Als ik voor de derde dag achtereen langs dezelfde kerk fiets, vraag ik me af wie hier precies opdracht toe heeft gegeven. Zeker acht neonoranje mannen zijn met bladblazers bladeren aan het verplaatsen. Ze staan in een lange linie opgesteld alsof ze een gebied aan het uitkammen zijn en blazen de bladeren steeds een paar centimeter verder naar achteren, waarschijnlijk totdat ze op één plek liggen. En ze lekker efficiënt verwijderd kunnen worden. Zodat er geen bladeren meer op het grasveld rond de kerk liggen. Stel je voor. Ik snap het niet helemaal, maar dat kan me weinig schelen. Er zal niemand zijn die zich eraan stoort als er straks geen bladeren meer liggen, hooguit komt een bejaarde klagen dat zijn middagslaapje verstoord wordt door het geluid van acht bladblazers. Acht bladblazers met acht bladblazermannen.
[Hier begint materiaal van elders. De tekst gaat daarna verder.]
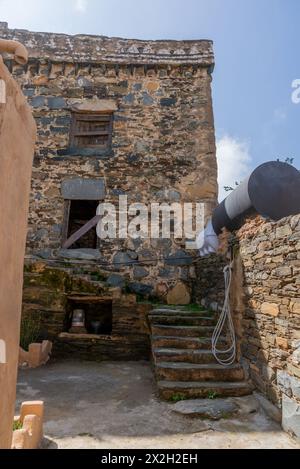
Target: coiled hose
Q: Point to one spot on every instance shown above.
(225, 357)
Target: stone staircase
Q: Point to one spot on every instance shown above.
(184, 364)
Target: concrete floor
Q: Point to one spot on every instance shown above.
(114, 405)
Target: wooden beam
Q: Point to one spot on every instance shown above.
(83, 230)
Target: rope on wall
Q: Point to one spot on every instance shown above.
(225, 357)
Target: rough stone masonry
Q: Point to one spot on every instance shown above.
(266, 307)
(114, 117)
(162, 148)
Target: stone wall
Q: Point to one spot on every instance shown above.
(47, 291)
(163, 145)
(266, 307)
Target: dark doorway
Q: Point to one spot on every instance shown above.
(80, 212)
(97, 311)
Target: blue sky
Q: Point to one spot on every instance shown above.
(257, 59)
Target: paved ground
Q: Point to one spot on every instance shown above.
(114, 405)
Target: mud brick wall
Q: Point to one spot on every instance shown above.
(163, 143)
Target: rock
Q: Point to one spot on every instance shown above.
(115, 280)
(44, 253)
(270, 409)
(56, 103)
(122, 259)
(206, 408)
(140, 288)
(271, 309)
(295, 307)
(168, 195)
(147, 257)
(140, 272)
(291, 415)
(147, 99)
(179, 258)
(129, 99)
(168, 102)
(38, 101)
(282, 343)
(284, 382)
(80, 254)
(179, 295)
(83, 189)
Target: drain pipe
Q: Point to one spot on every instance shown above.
(15, 48)
(273, 190)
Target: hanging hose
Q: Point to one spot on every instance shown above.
(220, 355)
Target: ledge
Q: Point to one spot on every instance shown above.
(91, 49)
(87, 337)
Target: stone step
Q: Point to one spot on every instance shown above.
(198, 372)
(182, 311)
(181, 319)
(182, 331)
(191, 343)
(183, 355)
(172, 390)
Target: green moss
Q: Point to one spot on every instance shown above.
(177, 398)
(30, 330)
(212, 395)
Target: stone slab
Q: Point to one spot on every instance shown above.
(213, 409)
(83, 189)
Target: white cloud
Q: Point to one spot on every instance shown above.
(81, 5)
(234, 162)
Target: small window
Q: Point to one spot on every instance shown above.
(91, 130)
(78, 213)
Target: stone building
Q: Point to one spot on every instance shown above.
(114, 117)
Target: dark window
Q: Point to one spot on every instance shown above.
(77, 214)
(91, 130)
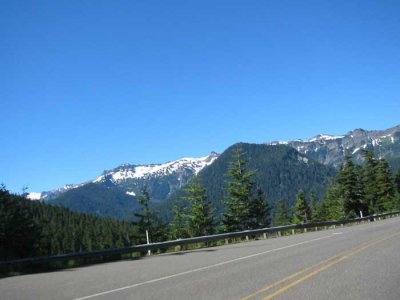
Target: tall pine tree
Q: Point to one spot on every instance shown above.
(385, 187)
(351, 189)
(282, 216)
(200, 213)
(259, 211)
(302, 210)
(240, 190)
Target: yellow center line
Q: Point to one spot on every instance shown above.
(327, 263)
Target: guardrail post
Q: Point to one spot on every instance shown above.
(148, 242)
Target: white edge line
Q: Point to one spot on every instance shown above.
(200, 269)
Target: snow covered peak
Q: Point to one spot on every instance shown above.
(34, 196)
(325, 137)
(144, 171)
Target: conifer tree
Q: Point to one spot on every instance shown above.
(240, 189)
(282, 216)
(200, 213)
(385, 187)
(351, 189)
(179, 222)
(259, 211)
(302, 211)
(369, 181)
(146, 217)
(334, 204)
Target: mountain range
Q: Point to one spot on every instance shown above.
(282, 168)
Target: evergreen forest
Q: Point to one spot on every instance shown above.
(32, 228)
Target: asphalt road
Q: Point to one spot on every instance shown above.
(357, 262)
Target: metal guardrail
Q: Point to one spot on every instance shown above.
(186, 241)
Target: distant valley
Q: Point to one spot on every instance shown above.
(282, 168)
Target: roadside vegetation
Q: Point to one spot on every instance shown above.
(32, 228)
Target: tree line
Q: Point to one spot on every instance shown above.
(357, 190)
(30, 228)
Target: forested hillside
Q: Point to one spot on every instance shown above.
(280, 172)
(99, 199)
(31, 228)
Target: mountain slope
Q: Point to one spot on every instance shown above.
(280, 171)
(114, 193)
(331, 150)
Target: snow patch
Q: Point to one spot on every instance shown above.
(325, 137)
(303, 159)
(34, 196)
(144, 171)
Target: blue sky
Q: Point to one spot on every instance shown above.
(88, 85)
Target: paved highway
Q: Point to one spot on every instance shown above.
(357, 262)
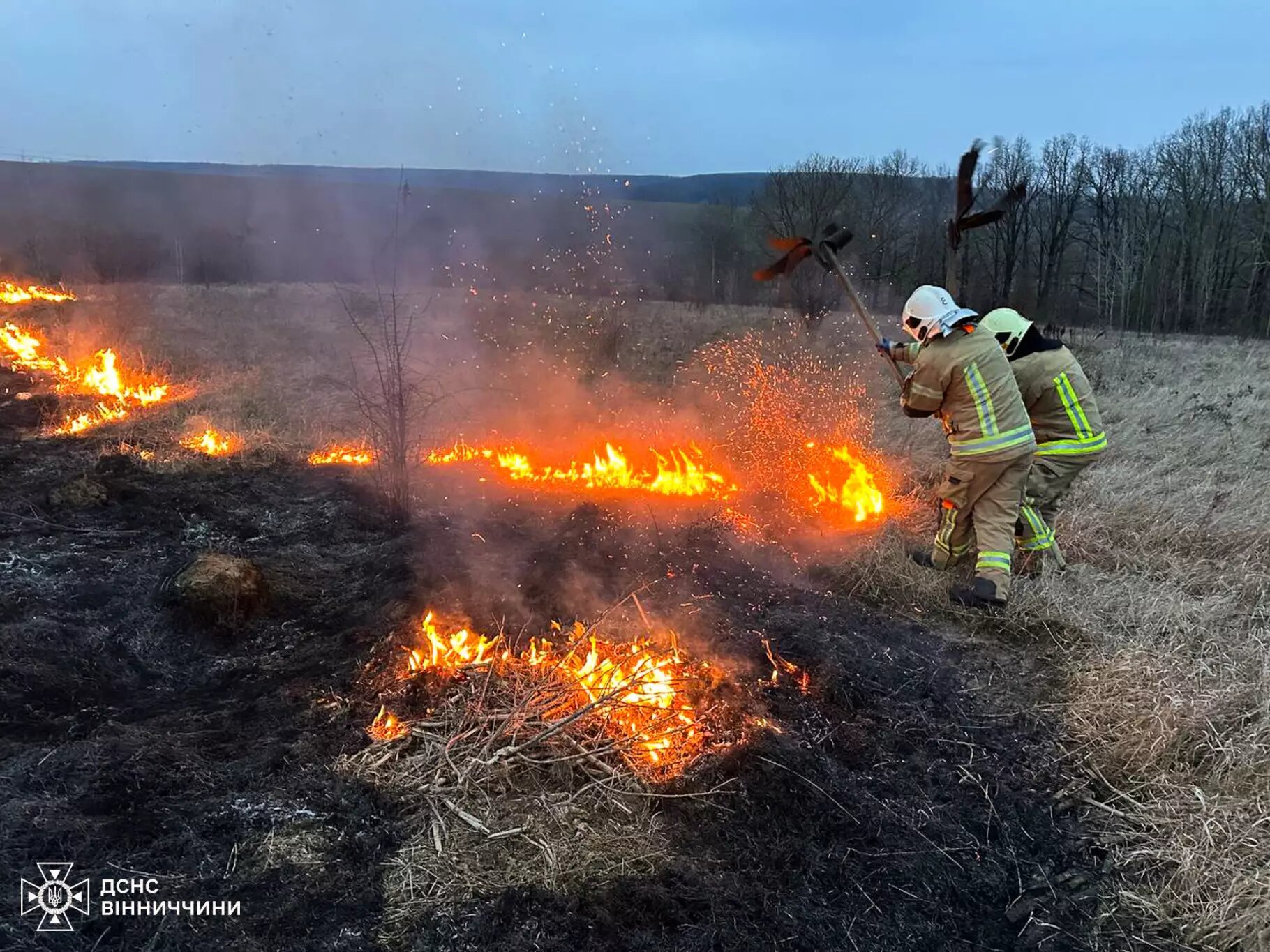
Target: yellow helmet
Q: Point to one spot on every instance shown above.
(1008, 326)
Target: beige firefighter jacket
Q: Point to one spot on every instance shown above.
(1061, 404)
(964, 379)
Terwijl ik het zie, denk ik aan een boek dat mijn leven heeft veranderd. Dat klinkt heel interessant, maar ik weet er eigenlijk nog heel weinig van. Het gaat om ‘Held van beroep’ van Adriaan Jaeggi. Het is helemaal niet mijn lievelingsboek, ik vond het tijdens het lezen niet overdreven mooi, en het enige dat ik me herinner is dat er iets met een zwembad was en dat we er in de derde klas een fotosamenvatting van moesten maken. Ik was dan ook van plan om het na het inleveren van de samenvatting te vergeten. Maar er is één scène die stiekem toch gebleven is. Dat is de scène dat de hoofdpersoon Sam (heb ik ook moeten opzoeken) beschrijft hoe hij ooit een man op tv zag. Er was een olieramp geweest en kilometers kustlijn waren vervuild met lelijke olieprut. Die man was in zijn eentje de rommel aan het opruimen. Met een schepnet. Zinloos natuurlijk, maar wel heel mooi. Want hoewel hij zelf waarschijnlijk ook zag dat het onbegonnen werk was, deed hij het wel. Die man was, volgens Sam, held van beroep.
Ik zie regelmatig mensen die held van beroep zijn. De neonoranje mannen horen er niet bij, maar verder helden van beroep in overvloed. De werkman met helmpje in New York die, staand in zijn kraanbakje, netjes links bovenaan begint met het lappen van de ramen van een ontiegelijk grote wolkenkrabber. De boer met grasmaaier midden in een grasveld in Zuid Frankrijk, alleen, en in de brandende zon. De kunstenares in Berlijn die minuscule tekeningetjes maakt op een vel papier zo groot als een dekbed. En de vrouw in Groningen Noord, die ik dagelijks zie.
Toen ik net in mijn studentenflat woonde, werd er op allerlei plekken nog verbouwd. Er werd gesloopt, geboord, gezaagd, getimmerd. En één mevrouw dweilde. Met een emmer en een sopje. In een lange gang die onder het bouwstof lag. Als je er langs liep kon je beter een mondkapje op doen, maar de mevrouw had geen mondkapje, ze had een dweil. Nog voordat de vloer opgedroogd was, lag hij weer onder het stof. Toch dweilde ze, en ze kreeg er waarschijnlijk nog betaald voor ook. Het had iets zieligs, iets zinloos, iets heldhaftigs. Ik keek er even naar en liep toen over de natte vloer naar de lift, naar mijn kamer, en ging verder met mijn leven.